Gli sforzi sempre più concentrati sulla costruzione di una immagine psichedelica che faccia presa sull’immaginario proiettandosi, però, più verso il futuro che restando ancorata al momento presente: è quello che si vorrebbe essere e non ciò che si è. Ma ricordiamoci che il consumatore muove le proprie scelte quando ha riscontro nella realtà di ciò che gli viene propinato.
L’ago della bilancia è tornato ad una visione tattica finalizzata alla massimizzazione dei guadagni impoverendo il vino del suo significato più profondo di convivium che unisce le persone come esseri umani prima di tutto, e privando il consumatore del piacere principale che è quello di soddisfare ancor prima la sua sfera “emozionale” che non quella “razionale”. Grande attenzione muove il management nello scegliere gli strumenti di marketing più funzionali all'”idea del prodotto vino” non ultimo il contatto diretto con i consumatori in azienda, ed è qui che la comunicazione dovrebbe essere protagonista ma manca di significato, non esiste o è affidata a poca competenza.
Non è la storia della famiglia, o il racconto del metodo o del territorio – a volte sconosciuto – ciò che colpisce l’immaginario del visitatore o almeno non è solo questo. E’ il modo in cui si trasmette un messaggio, l’immagine, la mission ; non solo attraverso il linguaggio, la bella forma ma soprattutto attraverso l’uso e lo sviluppo degli addetti della intelligenza emotiva. Bisogna allargare la percezione che le aziende hanno di loro stesse: non più semplici realtà produttive ma vere e proprie attività di servizio. Non producono o vendono solo vino perché il vino non è mai stato solo un prodotto della terra; è venuto a noi dalla notte dei tempi ad alleviare anime afflitte, a guarire ferite, ad allietare come cornice ideale e gradita i momenti belli.

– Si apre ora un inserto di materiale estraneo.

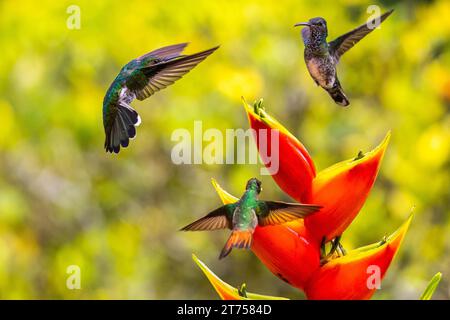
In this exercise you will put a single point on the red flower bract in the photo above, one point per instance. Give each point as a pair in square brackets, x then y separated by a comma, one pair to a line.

E’ connaturato all’uomo e alla soddisfazione del suo piacere. In una visione sistemica in cui l’obiettivo è la differenziazione e il vantaggio competitivo la base da cui partire non può che essere la costruzione di una relazione e lo sviluppo di interazioni e questo passa attraverso la comunicazione da intendere come momento circolare, come predisposizione della mente e dell’animo ad uno scambio…prima di tutto tra esseri umani e poi tra soggetti commerciali.